Iran has retaliated against the United States for its killing of top general Qasem Soleimani by firing more than a dozen ballistic missiles at two Iraqi military bases housing US troops — but for now, investors aren't showing much alarm.
Markets react: At first, global traders sold stocks, and markets in Asia closed lower. Gold prices leaped above $1,600 per ounce, while Brent crude, the global benchmark for oil, jumped as high as $71.75 per barrel.
The latest: US stock futures have recovered, and Brent crude is back to $68.64 per barrel.
"Based on available evidence, this round seems over," Henry Rome, an analyst at political risk consultancy Eurasia Group, told clients Wednesday. "The US and Iran will likely revert to their usual, tortured relationship moving forward."
This bolsters the view from many investors that the geopolitical turmoil afflicting markets in recent days will be short-lived.
Private equity giant Blackstone is out this week with its list of 10 potential surprises for 2020.
On the list: No "phase two" US-China trade deal, Democrats take the US Senate and markets get hit by "several" corrections greater than 5%.

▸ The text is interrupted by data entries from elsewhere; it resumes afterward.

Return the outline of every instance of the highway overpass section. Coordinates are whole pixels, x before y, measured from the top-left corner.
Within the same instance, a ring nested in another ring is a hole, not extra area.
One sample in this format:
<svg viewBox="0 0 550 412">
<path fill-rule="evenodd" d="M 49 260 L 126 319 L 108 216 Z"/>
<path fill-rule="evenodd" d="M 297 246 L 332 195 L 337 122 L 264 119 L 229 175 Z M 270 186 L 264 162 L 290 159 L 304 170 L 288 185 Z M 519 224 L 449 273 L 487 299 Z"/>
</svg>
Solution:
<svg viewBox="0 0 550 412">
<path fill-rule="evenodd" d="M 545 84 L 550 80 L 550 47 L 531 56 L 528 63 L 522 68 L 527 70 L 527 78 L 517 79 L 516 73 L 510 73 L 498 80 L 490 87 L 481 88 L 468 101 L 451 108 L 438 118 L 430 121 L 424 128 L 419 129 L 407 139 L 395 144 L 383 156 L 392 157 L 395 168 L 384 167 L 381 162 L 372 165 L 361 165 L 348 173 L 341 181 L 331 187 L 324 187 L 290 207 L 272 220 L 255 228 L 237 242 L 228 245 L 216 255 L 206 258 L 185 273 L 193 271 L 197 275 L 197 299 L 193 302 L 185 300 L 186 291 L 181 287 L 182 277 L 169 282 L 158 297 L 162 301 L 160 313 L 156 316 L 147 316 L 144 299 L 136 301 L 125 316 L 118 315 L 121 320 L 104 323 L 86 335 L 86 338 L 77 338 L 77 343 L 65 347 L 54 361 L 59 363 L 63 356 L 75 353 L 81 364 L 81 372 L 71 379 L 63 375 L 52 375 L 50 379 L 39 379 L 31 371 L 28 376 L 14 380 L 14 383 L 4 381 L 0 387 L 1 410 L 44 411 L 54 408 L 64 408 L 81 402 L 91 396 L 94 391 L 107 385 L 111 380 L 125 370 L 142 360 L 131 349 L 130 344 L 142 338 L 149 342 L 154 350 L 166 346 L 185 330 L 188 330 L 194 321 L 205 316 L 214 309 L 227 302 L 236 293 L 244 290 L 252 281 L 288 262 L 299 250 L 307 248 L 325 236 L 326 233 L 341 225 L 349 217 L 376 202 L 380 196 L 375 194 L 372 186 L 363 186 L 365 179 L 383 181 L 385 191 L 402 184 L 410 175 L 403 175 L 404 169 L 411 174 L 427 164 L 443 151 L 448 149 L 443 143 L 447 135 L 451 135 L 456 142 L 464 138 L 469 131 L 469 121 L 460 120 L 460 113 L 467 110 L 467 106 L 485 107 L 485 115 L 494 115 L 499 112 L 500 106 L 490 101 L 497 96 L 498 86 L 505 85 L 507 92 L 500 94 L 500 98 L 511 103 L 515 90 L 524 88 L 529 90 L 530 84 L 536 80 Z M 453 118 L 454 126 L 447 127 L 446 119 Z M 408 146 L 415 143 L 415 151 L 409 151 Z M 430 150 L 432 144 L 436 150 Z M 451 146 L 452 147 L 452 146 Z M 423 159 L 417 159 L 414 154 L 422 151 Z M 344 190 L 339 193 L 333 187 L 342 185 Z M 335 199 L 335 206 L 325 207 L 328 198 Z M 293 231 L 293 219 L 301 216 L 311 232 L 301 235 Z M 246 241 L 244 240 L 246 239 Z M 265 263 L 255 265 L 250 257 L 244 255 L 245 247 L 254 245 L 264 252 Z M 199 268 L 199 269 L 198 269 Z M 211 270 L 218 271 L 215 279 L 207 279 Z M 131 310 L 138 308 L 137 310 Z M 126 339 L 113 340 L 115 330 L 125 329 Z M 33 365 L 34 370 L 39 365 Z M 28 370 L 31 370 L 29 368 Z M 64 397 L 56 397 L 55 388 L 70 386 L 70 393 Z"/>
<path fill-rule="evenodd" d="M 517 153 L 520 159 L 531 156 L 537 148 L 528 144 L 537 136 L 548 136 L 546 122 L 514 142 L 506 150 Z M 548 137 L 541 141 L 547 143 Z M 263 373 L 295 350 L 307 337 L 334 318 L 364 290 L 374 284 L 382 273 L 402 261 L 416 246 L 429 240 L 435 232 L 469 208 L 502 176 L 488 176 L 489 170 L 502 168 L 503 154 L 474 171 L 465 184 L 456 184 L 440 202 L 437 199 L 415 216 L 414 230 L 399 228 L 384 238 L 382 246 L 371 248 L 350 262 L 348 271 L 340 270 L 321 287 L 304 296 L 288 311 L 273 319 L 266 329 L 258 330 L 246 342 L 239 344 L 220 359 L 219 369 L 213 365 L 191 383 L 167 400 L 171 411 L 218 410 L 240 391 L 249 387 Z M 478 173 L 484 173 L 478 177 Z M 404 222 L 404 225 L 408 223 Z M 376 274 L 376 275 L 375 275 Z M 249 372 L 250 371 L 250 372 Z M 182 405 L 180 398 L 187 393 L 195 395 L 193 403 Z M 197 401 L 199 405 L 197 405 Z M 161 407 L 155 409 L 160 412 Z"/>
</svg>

Vice Chairman Byron Wien and Joe Zidle, the chief investment strategist in the private wealth solutions group, define a "surprise" as an event that a typical investor assigns a 33% probability, while they see a more than 50% likelihood that it will happen.
Another prediction: Wien and Zidle say that problems with Boeing's 737 Max plane will probably be fixed, ending the hold on deliveries to airlines. They predict that the plane would likely go on to become a mainstay around the world, helping airlines boost profits and allowing their stocks to become market leaders.
McDonald's (MCD) is serving a Beyond Meat burgers at two dozen more restaurants in Canada, as it continues to expand its test of the plant-based alternative meat.
The chain announced that beginning January 14, more than 50 restaurants in Southwestern Ontario, including Canada's largest city, Toronto, will serve the P.L.T. (Plant Lettuce Tomato) burger that is assembled with a Beyond Meat burger patty
McDonald's announced the trial at 28 locations in September as way to learn if the meat alternative would be a hit with its customers. The chain said that the newest wave of expansion will "help us learn more about our guests’ tastes while continuing to provide variety within our menu."
Beyond Meat (BYND) shares closed 12% higher Tuesday after rival Impossible said it probably wouldn't strike a deal to serve their plant-based burgers at McDonald's anytime soon.
Beyond's stock surged another 5% higher in premarket trading Wednesday.